A banned driver who did not call 999 when his girlfriend was fatally hurt in a crash has been jailed for life for her manslaughter.
Bennett drove at speeds of up to 90mph, the court heard
Kirsty Cash, 17, died after Andrew Bennett, 20, crashed a Subaru Impreza on the outskirts of Sheffield in April.
Sheffield Crown Court heard Miss Cash might have lived, but Bennett failed to call an ambulance for 45 minutes.
Bennett, from Sheffield, admitted manslaughter, perverting the course of justice and driving while disqualified.
He must spend four and a half years in jail before he can be considered for parole.
Prolific criminal record
His mother and two friends were sentenced to six months for conspiracy to pervert the course of justice.
Miss Cash's father Stanley called the sentences a "joke" adding: "I am prepared to hang for what I would do to all of them.
"They have still got their sons but I have lost my daughter."

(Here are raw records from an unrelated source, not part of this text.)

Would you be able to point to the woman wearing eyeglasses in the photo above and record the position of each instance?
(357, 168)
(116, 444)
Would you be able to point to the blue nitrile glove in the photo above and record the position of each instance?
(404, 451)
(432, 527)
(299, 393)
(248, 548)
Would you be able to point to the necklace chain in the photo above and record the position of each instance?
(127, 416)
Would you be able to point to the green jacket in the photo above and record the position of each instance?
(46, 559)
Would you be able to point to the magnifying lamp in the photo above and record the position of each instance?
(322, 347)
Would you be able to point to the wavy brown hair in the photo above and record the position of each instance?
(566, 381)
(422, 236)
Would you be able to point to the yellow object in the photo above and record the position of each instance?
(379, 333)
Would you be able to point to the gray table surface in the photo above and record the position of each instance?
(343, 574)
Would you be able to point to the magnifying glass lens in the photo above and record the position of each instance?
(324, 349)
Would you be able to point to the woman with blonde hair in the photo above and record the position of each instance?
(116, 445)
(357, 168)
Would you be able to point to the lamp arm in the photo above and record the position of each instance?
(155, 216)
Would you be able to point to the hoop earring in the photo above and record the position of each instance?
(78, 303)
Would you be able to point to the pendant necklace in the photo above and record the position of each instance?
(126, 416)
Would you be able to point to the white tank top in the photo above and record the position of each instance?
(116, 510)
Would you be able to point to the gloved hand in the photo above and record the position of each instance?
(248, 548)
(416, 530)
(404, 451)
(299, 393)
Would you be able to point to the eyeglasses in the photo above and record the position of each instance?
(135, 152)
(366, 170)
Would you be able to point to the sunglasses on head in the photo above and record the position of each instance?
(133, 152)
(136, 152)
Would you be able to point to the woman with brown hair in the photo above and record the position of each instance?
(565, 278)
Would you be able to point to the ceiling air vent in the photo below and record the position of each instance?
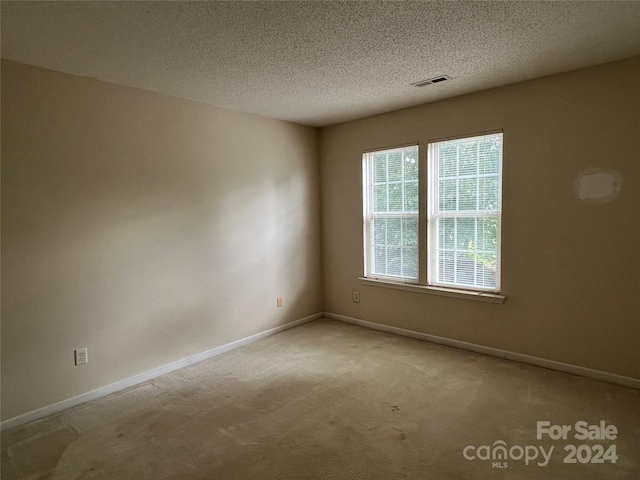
(429, 81)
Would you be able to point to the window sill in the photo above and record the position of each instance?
(445, 292)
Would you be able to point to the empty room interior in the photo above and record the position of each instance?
(305, 240)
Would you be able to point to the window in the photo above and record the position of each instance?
(462, 186)
(391, 213)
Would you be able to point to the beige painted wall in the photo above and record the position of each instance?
(144, 227)
(571, 270)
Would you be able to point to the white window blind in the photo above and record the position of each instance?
(464, 213)
(390, 202)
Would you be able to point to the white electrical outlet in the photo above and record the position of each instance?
(81, 356)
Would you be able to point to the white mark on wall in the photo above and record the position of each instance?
(598, 186)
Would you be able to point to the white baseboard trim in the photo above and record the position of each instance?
(143, 377)
(495, 352)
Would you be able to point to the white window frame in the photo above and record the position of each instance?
(369, 215)
(427, 180)
(435, 214)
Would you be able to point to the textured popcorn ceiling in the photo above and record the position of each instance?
(317, 63)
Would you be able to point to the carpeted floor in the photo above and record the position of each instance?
(336, 401)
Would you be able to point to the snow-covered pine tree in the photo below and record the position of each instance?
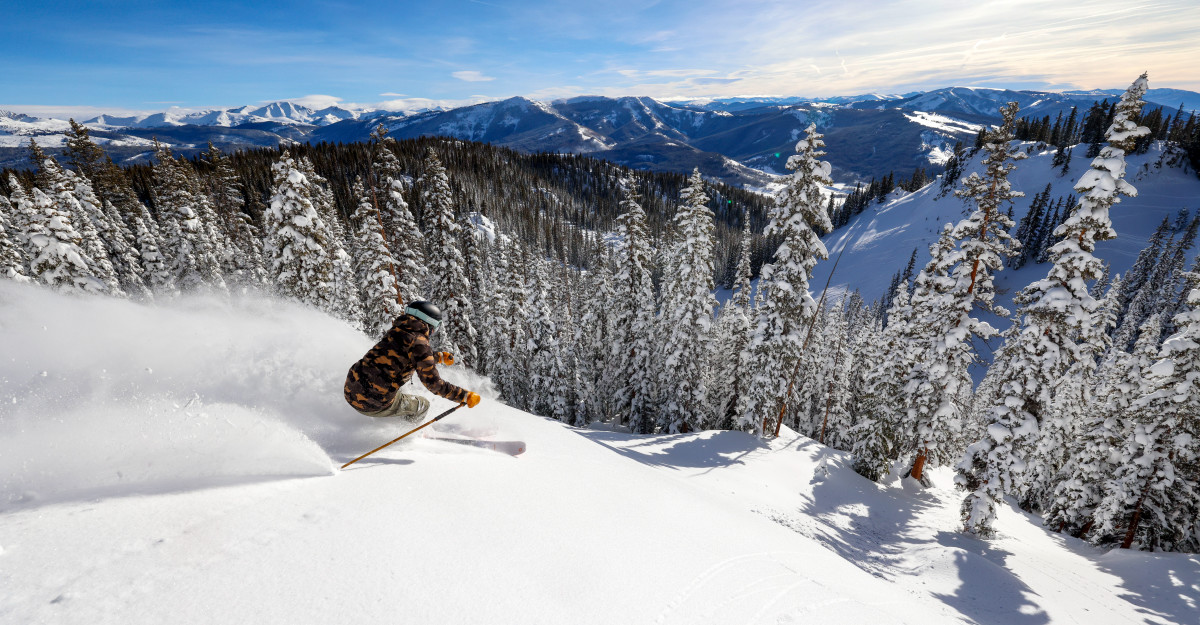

The court heard Bennett had a prolific criminal record, was high on drink and drugs at the time of the crash and was driving at speeds reaching 90mph (145km/h).
Help was called only after Kirsty was taken away from the crash scene
The Subaru left the road, collided with a series of trees and then turned on its side and Kirsty Cash was thrown through the windscreen.
Kirsty was taken to Bennett's Sheffield home before an ambulance was called.
The delay probably led to her death, Sheffield Crown Court heard.
Bennett's mother Linda Bennett, 48, her partner Robin Scholes, 39, and a friend Steven Scott, 19, all admitted a charge of conspiracy to pervert the course of justice.
The Recorder of Sheffield Judge Alan Goldsack QC told Bennett: "When you found Kirsty seriously injured, you had no thought for anyone but yourself. You were determined to evade detection."
The judge said there was a good chance his girlfriend would have survived if he had sought medical help immediately.
He said Bennett posed a risk to the public and an indeterminate life sentence at a young offenders' institution was the right course of action.
He added: "In my judgment there is a significant risk that, without proper safeguards, you will again be tempted to drive a car.
"If a police car came up behind you, you would put your foot down to try to evade detection, with further serious consequences."